Elegant Sour Cream Pound Cake
Rich yet plain, this white pound cake is a great starting point for dessert — pile it with fruit, drape it with melted chocolate, or toast it and drizzle with honey.
3 cups cake flour
1/2 teaspoon baking powder
1/4 teaspoon baking soda
1/8 teaspoon salt
1/2 cup unsalted butter, slightly softened
1/2 cup vegetable shortening
3 cups granulated sugar
6 large eggs, separated
1 cup sour cream
- Preheat oven to 325°F (160°C). Grease and flour a 10-inch tube pan; set aside.
- Combine cake flour, baking powder, baking soda and salt in a medium mixing bowl. Cream together butter and shortening; gradually add sugar, beating well. Add egg yolks, one at a time, beating well after each addition. Add dry mix to the egg mixture alternately with sour cream, beginning and ending with the flour mixture, stirring just until mixed; set aside.

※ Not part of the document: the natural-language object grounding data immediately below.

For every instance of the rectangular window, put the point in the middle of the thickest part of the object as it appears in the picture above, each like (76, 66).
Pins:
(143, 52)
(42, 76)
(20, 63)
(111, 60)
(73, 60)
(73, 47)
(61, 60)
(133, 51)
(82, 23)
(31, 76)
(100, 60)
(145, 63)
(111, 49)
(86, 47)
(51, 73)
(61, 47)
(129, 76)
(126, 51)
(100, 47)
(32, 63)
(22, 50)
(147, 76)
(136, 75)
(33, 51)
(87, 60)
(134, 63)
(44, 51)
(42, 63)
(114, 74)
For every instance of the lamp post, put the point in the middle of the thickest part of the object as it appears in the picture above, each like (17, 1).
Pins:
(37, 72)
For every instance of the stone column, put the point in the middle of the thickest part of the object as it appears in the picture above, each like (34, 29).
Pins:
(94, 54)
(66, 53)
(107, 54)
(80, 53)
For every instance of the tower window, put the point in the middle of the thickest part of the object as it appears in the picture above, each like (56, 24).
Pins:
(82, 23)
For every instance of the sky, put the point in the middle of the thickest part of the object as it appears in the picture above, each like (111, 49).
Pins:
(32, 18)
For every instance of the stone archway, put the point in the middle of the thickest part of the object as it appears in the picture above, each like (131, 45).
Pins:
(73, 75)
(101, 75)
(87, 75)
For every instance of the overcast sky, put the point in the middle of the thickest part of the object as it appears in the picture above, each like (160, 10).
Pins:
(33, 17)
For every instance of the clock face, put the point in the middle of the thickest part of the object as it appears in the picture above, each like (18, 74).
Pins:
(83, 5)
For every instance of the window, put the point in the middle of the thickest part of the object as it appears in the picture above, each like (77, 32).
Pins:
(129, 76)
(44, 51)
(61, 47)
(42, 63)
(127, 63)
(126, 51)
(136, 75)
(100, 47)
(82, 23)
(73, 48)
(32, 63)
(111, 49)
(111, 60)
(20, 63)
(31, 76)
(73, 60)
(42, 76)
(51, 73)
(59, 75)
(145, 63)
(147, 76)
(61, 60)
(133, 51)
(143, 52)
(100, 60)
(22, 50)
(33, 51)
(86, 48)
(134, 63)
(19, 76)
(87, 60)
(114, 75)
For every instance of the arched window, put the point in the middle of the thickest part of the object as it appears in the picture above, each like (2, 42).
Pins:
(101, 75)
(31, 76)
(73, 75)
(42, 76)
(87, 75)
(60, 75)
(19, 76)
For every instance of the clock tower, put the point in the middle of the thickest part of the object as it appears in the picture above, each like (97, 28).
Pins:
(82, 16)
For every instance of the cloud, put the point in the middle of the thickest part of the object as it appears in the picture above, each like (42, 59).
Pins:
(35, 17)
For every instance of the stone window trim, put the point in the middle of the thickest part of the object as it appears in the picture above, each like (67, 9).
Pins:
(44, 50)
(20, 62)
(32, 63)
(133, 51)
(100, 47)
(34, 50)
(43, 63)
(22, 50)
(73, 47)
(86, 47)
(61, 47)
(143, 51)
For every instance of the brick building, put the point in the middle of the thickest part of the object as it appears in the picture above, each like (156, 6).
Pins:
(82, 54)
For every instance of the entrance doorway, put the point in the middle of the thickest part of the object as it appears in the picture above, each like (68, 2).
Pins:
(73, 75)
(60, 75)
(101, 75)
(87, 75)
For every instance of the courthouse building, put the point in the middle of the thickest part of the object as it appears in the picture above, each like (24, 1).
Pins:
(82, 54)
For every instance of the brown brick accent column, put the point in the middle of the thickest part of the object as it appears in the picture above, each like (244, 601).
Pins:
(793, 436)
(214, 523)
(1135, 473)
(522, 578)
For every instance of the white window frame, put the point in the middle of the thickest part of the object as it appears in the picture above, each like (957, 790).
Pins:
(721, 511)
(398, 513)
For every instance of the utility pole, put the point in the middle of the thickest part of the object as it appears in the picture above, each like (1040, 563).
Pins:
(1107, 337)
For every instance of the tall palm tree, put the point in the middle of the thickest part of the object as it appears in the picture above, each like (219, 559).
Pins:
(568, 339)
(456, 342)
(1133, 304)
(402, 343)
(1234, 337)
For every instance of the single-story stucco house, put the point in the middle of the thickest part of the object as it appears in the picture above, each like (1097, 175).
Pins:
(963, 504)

- Beat egg whites until stiff; gently fold into the batter. Spoon batter into prepared pan.
- Bake for 1 1/2 hours, or until the center is set. Cool for 10 minutes, then remove from the pan and cool completely on wire racks.
Makes 12 to 16 servings.
Tip: To substitute all-purpose flour for the cake flour in this recipe, measure out the full three cups of flour, then subtract 2 tablespoons per cup (6 tablespoons) and replace with 1 1/2 tablespoons of cornstarch per cup (4 1/2 tablespoons).